1. The following solutions were added to a PCR tube

1000 fmole insert - varies

10 fmole cut plasmid - varies

T4 Ligase Buffer - 2µL

T4 Ligase- 1 µL

ddH2O - to 20 µL

** In order to calculate fmoles, DNA(fmoles) = DNA (ng/µL) * 1515/ ( # bp in DNA)

2. The reaction was allowed to run for 5-10 minutes at room temperature.

3. The ligated product immediately was used for PCR clean-up.

Note: This is so that the ligation does not start to generate non-specific ligation products.

Resuspending PCR Primers Protocol

Purpose: In order to proceed to PCR, primers shipped as lyophilized DNA must be resuspended and diluted to a known concentration. This allows consistent and correct amounts of primers to be added to PCR reactions. It also ensures that stock solutions are protected for future use.Modified from: http://fg.cns.utexas.edu/fg/protocol__resuspending_PCR_primers.html

Procedure:

1. Spin down tubes of dried primers (ensures the pellet is in the bottom of the tube)

2. Create a 100 uM solution of primers by resuspending with 10 ul water for each ng DNA in the tube. For example, if there are 38.2 nmol of primer then by adding 382 µl of H2O, a 100 µM primer stock is created.

3. Incubate master stock primers newly suspended in water for 10 minutes. Mix well before making working stock dilutions.

4. Create a 10 uM solution of primers as a “working solution.” This reduces the number of freeze/thaw cycles that the master primer stock goes through and reduces the chances of contaminating the primary source for the primer. Dilute the primer master stock in a sterile microcentrifuge tube 1:10 with water.

5. Store stock solutions and working solutions at -20 degrees C.

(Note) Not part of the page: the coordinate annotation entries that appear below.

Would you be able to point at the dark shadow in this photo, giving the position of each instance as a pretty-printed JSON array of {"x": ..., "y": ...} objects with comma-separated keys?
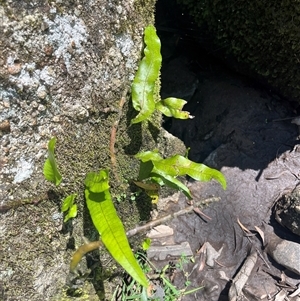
[{"x": 229, "y": 108}]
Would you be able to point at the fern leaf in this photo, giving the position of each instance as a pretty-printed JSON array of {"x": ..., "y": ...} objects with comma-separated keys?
[
  {"x": 146, "y": 76},
  {"x": 109, "y": 225}
]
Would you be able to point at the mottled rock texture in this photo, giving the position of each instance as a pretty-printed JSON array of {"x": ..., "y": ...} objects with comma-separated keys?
[{"x": 64, "y": 66}]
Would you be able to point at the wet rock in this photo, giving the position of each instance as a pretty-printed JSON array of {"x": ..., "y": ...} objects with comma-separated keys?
[{"x": 287, "y": 211}]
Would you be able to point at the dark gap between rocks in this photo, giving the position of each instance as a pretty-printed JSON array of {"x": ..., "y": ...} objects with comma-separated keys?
[{"x": 241, "y": 129}]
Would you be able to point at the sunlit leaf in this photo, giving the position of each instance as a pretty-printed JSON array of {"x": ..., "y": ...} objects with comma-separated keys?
[
  {"x": 110, "y": 227},
  {"x": 166, "y": 171},
  {"x": 97, "y": 182},
  {"x": 179, "y": 166},
  {"x": 144, "y": 82},
  {"x": 172, "y": 107},
  {"x": 149, "y": 156},
  {"x": 68, "y": 202},
  {"x": 146, "y": 244},
  {"x": 171, "y": 181},
  {"x": 50, "y": 171},
  {"x": 147, "y": 186}
]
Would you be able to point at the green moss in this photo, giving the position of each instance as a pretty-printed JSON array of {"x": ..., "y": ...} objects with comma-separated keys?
[{"x": 258, "y": 38}]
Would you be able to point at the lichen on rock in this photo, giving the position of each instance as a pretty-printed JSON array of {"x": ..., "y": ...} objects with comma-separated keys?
[{"x": 63, "y": 67}]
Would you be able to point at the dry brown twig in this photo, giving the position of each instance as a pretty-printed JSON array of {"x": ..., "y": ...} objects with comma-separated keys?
[{"x": 96, "y": 244}]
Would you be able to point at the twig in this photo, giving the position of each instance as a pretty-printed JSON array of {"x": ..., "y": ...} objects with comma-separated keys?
[
  {"x": 113, "y": 134},
  {"x": 96, "y": 244},
  {"x": 168, "y": 217},
  {"x": 18, "y": 203}
]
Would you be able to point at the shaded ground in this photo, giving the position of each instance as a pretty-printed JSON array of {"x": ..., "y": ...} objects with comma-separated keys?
[{"x": 237, "y": 129}]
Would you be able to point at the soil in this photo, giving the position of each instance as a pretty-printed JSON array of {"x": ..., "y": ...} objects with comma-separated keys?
[{"x": 245, "y": 131}]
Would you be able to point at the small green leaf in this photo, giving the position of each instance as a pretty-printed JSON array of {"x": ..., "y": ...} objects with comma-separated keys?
[
  {"x": 72, "y": 213},
  {"x": 146, "y": 244},
  {"x": 171, "y": 182},
  {"x": 51, "y": 172},
  {"x": 110, "y": 227},
  {"x": 68, "y": 202},
  {"x": 149, "y": 156},
  {"x": 148, "y": 72},
  {"x": 179, "y": 166},
  {"x": 172, "y": 107},
  {"x": 97, "y": 182}
]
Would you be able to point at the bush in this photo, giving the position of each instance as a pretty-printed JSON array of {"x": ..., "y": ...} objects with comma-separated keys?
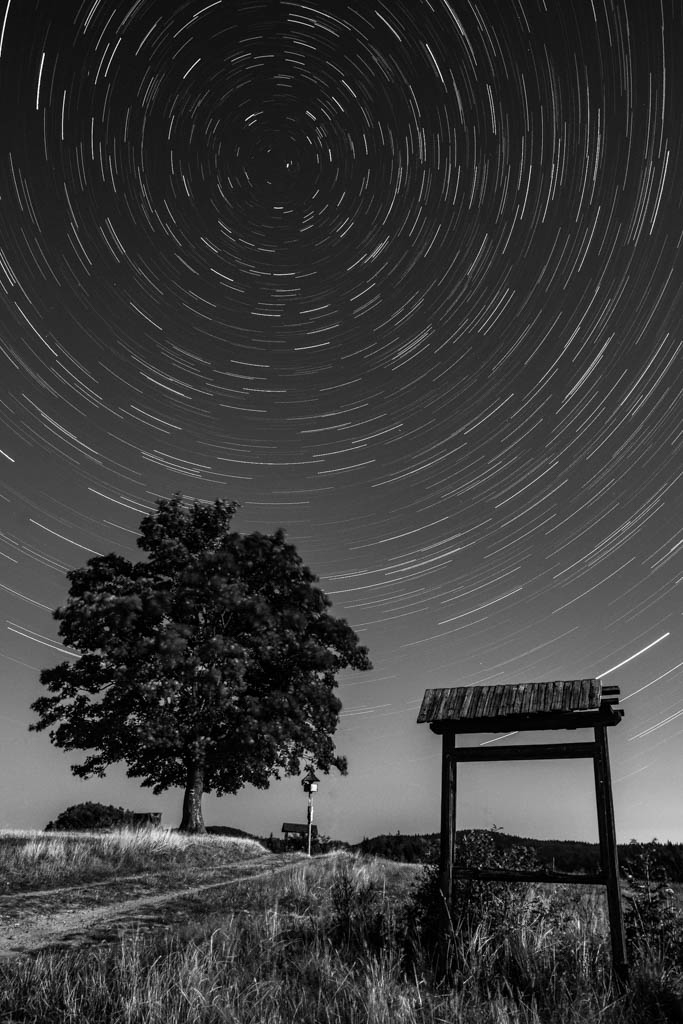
[
  {"x": 652, "y": 924},
  {"x": 83, "y": 817}
]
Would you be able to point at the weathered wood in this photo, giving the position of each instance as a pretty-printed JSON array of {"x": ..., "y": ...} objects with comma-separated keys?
[
  {"x": 447, "y": 843},
  {"x": 608, "y": 850},
  {"x": 502, "y": 699},
  {"x": 577, "y": 704},
  {"x": 604, "y": 715},
  {"x": 526, "y": 752},
  {"x": 297, "y": 829},
  {"x": 501, "y": 875}
]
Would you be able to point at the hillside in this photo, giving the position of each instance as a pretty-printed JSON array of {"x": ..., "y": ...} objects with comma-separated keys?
[{"x": 561, "y": 855}]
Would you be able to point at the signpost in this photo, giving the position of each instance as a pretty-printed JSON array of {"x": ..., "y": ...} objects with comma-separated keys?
[{"x": 309, "y": 783}]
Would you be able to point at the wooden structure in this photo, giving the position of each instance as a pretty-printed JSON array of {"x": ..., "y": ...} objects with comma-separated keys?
[
  {"x": 574, "y": 704},
  {"x": 144, "y": 819},
  {"x": 293, "y": 829}
]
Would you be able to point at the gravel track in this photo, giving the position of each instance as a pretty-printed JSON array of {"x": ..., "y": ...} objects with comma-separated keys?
[{"x": 80, "y": 915}]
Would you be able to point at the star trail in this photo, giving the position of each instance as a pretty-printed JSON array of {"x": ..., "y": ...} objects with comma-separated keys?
[{"x": 403, "y": 278}]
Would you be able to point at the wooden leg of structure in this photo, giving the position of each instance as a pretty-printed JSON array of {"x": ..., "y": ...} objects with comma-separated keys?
[
  {"x": 447, "y": 848},
  {"x": 608, "y": 851}
]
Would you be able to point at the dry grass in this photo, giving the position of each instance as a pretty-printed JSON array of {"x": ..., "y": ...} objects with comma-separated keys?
[
  {"x": 39, "y": 860},
  {"x": 331, "y": 944}
]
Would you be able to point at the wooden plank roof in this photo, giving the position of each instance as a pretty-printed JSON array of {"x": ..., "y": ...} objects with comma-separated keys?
[{"x": 511, "y": 700}]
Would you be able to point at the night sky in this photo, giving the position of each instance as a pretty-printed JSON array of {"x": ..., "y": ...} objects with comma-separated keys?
[{"x": 403, "y": 278}]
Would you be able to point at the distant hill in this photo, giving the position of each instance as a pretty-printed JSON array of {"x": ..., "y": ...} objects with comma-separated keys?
[{"x": 561, "y": 855}]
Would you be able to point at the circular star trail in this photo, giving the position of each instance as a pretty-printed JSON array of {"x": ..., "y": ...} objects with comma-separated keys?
[{"x": 402, "y": 278}]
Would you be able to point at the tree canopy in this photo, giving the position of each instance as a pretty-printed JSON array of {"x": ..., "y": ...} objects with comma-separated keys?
[{"x": 208, "y": 666}]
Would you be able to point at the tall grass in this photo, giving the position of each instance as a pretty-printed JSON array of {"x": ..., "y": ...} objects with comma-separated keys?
[
  {"x": 39, "y": 860},
  {"x": 332, "y": 946}
]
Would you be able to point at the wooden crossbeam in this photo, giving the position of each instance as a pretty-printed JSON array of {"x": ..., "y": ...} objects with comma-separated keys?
[
  {"x": 605, "y": 715},
  {"x": 502, "y": 875},
  {"x": 527, "y": 752}
]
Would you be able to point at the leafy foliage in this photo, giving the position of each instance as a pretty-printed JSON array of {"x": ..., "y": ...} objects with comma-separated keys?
[
  {"x": 652, "y": 922},
  {"x": 82, "y": 817},
  {"x": 211, "y": 665}
]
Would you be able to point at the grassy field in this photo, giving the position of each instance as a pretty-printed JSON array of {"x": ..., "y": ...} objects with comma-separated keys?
[
  {"x": 338, "y": 941},
  {"x": 40, "y": 860}
]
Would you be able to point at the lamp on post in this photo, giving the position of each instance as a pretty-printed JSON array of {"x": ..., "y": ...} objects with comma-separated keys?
[{"x": 309, "y": 783}]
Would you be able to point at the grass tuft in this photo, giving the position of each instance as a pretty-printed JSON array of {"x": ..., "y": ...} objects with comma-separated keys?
[{"x": 341, "y": 942}]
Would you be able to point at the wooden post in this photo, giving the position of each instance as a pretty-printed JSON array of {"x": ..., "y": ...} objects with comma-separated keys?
[
  {"x": 447, "y": 848},
  {"x": 608, "y": 851}
]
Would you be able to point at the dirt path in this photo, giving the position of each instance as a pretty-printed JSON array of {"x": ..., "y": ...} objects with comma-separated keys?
[{"x": 104, "y": 911}]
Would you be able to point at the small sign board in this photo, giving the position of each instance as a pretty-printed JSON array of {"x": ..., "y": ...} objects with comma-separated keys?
[{"x": 289, "y": 826}]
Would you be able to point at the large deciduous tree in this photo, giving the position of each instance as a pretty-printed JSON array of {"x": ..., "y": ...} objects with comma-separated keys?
[{"x": 208, "y": 666}]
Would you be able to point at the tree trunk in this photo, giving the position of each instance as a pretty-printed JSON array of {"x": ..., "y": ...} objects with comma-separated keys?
[{"x": 193, "y": 820}]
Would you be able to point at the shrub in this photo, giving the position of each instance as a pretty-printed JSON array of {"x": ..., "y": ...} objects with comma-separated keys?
[
  {"x": 652, "y": 924},
  {"x": 82, "y": 817}
]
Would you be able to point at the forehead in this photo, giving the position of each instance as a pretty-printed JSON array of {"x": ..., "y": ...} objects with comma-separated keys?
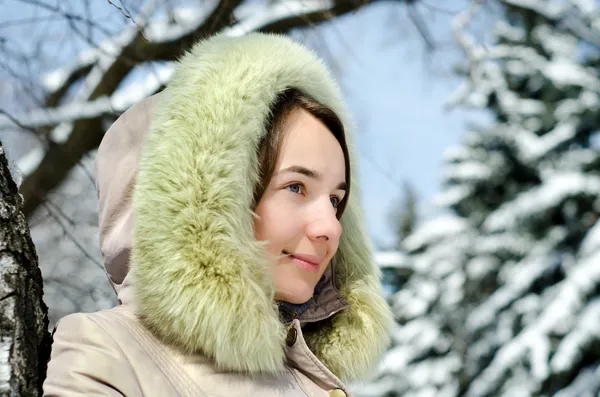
[{"x": 308, "y": 142}]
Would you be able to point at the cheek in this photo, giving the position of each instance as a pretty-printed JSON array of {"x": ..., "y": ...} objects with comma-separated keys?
[{"x": 271, "y": 225}]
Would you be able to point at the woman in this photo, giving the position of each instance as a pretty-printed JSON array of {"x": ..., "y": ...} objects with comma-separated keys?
[{"x": 242, "y": 282}]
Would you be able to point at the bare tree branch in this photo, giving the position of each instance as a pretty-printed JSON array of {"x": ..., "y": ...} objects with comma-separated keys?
[{"x": 86, "y": 134}]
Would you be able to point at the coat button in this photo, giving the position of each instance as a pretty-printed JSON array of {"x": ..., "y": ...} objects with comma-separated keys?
[{"x": 290, "y": 339}]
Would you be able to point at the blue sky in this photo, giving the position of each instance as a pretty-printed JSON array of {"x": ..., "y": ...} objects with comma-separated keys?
[{"x": 396, "y": 93}]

Steady State Growth and Fluorescence Measurement

Purpose: One of the ways that gene expression can be measured is by fluorescence. By measuring the intensity of a fluorescent protein, it is possible to predict the expression of a gene that is kept on the same plasmid. One of the ways that measuring fluorescence is useful in the codon optimization project is that the gene that is trying to be optimized is a green fluorescent protein (GFP). Using a TECAN, it is possible to see which variations of GFP have the most expression while keeping the concentration of cells the same for all of the variations.

Procedure:

1. A standard 96-well microplate containing 200 µL of LB media and the desired antibiotic was inoculated from single colonies. A non-fluorescent cell culture was also inoculated. The cultures were allowed to grow overnight at 37 C at 250 rpm until an OD of 2.0 was reached.

Note: Only the inner 60 wells are used for measurement because the outer wells can have media evaporate and this would affect the results. The outer wells were filled with blank media to prevent this from happening to inner wells.

2. A fresh 96-well transparent, flat bottom microplate wwas filled with 198 µL M9 minimal media. Microplate wells were inoculated by overnight cultures using a 1:100 dilution.

3. The new microplate was placed inside the spectrophotometer and incubated at 37 C at 250 rpm.

4. When a culture reached an OD between 0.15 and 0.20, 10-20µL samples of each culture were transferred to a fresh, transparent, flat bottom microplate containing 180-190µL of pre-warmed M9 mediate and the selective antibiotic.

5. This microplate was placed inside the TECAN and incubated at 37 C at 250 rpm.

6. An additional 10 µL of the media of each culture in the old TECAN plate was transferred to a round-bottom microplate that contained 190 µL PBS and 2 mg/mL kanamycin for flow cytometry measurements.

7. Steps 4-6 were repeated until a sufficient amount of data was collected about the protein expression level. This was typically done 3-4 times which results in a total time of 24-36 hours for this experiment.